Could I use that new non-stick aluminum foil in place of a teflon sheet? Just a wild thought. I know it would be a one use thing, but the foil obviously is safe in oven temperatures and for food. Why not for fabric?

I might try it this Monday, but was hoping someone else had already taken the plunge.


----------



## JaeAmera (Dec 25, 2006)

The birth child of an idea is action.

Try it and give us feedback.

One note: make sure it is raw aluminum foil, some foils come with non-stick coating.

Jae


----------



## Tesscinder (Oct 4, 2007)

I'm new to rhinestones but not to heat pressing. I work at home and have a parrot so I don't use teflon. When teflon is heated it can produce a gas that is deadly to birds. I use either parchment paper or just blank copy paper. You can buy parchment paper in the grocery store. We also use it for baking. I reuse it a few times. 

Don't forget when you're pressing a t-shirt to put a piece of paper between the front and back of the shirt to keep glue from going through to the back.

I'm just getting into rhinestones and have gleaned a lot of information from this site. Thanks to all those who so willingly share their knowledge.


----------



## lizziemaxine (Nov 14, 2007)

doctordun said:


> Could I use that new non-stick aluminum foil in place of a teflon sheet? Just a wild thought. I know it would be a one use thing, but the foil obviously is safe in oven temperatures and for food. Why not for fabric?
> 
> I might try it this Monday, but was hoping someone else had already taken the plunge.
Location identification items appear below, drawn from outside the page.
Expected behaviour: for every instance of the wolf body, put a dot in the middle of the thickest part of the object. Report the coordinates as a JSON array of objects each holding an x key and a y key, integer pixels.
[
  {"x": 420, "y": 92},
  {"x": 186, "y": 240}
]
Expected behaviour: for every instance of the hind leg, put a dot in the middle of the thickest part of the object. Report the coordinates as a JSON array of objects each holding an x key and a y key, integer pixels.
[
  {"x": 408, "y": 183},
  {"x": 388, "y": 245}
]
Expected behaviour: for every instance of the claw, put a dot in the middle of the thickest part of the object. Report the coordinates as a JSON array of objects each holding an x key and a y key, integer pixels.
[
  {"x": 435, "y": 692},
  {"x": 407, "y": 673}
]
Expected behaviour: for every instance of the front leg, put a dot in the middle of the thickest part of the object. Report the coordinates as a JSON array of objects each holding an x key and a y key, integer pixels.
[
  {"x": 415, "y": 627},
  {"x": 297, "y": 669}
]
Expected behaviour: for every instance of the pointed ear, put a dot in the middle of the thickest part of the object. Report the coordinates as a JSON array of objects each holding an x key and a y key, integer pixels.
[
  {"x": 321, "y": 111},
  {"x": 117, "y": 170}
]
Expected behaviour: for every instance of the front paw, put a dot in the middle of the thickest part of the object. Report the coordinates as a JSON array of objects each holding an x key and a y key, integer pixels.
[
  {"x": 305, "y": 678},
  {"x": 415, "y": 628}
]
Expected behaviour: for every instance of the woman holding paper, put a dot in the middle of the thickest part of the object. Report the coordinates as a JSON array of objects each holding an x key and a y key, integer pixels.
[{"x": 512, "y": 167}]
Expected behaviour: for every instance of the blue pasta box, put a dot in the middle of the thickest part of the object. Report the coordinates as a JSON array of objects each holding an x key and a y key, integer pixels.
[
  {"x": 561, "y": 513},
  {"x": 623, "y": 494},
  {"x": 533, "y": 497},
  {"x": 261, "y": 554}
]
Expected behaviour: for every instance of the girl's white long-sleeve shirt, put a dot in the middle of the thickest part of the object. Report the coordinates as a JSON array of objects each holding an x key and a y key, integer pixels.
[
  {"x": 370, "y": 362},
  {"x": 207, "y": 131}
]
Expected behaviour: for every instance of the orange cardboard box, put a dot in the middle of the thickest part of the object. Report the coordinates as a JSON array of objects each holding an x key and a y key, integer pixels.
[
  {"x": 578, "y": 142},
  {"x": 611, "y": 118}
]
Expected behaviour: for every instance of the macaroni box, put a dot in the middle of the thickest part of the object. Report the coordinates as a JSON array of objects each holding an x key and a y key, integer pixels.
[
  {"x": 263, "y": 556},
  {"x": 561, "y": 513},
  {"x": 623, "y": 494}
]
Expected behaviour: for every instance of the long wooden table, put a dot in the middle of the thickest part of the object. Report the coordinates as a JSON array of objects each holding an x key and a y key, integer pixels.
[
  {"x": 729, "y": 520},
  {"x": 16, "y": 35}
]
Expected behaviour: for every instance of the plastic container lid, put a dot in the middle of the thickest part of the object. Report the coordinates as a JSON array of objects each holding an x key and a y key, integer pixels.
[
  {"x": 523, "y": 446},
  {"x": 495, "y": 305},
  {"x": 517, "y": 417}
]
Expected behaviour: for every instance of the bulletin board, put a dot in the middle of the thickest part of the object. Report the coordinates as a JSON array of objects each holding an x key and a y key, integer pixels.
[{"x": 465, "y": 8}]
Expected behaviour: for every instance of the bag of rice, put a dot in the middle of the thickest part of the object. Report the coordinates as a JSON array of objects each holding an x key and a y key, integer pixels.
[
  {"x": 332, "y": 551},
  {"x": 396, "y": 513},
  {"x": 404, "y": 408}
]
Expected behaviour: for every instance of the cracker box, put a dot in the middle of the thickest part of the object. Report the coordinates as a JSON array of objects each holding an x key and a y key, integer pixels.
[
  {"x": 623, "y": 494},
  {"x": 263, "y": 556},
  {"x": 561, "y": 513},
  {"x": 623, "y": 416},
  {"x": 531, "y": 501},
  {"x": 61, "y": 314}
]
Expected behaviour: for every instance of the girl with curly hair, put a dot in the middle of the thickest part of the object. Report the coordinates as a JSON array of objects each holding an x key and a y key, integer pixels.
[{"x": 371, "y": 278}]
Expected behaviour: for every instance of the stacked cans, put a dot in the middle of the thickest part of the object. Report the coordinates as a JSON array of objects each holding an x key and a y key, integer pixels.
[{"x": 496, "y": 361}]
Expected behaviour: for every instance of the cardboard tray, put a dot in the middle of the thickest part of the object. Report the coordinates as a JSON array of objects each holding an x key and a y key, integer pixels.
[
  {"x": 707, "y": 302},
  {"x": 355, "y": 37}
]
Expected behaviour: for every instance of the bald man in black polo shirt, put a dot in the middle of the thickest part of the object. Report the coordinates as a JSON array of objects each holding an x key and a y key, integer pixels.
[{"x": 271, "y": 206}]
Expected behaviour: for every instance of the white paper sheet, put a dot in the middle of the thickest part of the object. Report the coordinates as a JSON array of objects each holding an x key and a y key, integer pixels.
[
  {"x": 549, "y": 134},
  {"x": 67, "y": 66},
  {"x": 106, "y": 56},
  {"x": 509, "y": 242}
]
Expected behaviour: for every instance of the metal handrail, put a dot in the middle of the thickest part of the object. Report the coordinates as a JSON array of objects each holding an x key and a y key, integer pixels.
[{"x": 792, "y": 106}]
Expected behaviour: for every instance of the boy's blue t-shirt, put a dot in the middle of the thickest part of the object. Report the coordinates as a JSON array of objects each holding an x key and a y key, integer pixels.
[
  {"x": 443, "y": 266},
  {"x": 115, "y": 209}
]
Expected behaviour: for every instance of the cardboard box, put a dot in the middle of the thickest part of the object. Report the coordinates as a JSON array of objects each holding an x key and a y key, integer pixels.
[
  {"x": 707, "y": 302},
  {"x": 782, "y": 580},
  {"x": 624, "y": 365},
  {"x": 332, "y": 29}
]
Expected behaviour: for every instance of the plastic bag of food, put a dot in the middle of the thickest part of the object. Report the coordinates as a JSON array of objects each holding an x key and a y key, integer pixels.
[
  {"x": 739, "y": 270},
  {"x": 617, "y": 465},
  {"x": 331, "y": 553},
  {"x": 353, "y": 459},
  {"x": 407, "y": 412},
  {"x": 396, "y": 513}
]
Non-stick aluminum has a coating that might not be good for whatever you are pressing onto. 
Parchment paper would be better. Or, you can go to a craft/sewing store and buy an applique pressing sheet to use. It is teflon just a little thinner than what you get from the heat press supply place. It works fine.


----------



## raygold (Aug 13, 2009)

Jane is correct I have used applique pressing sheets for a long time they do the same job and are a third of the price.

Allan


----------



## daffynmark (May 17, 2009)

I use parchment paper, the kind you bake with. I can reuse the same sheet numerous times, have no problem with sticking, it's heat resistant and cheap. I think I have used 2 pieces in 6 months.


----------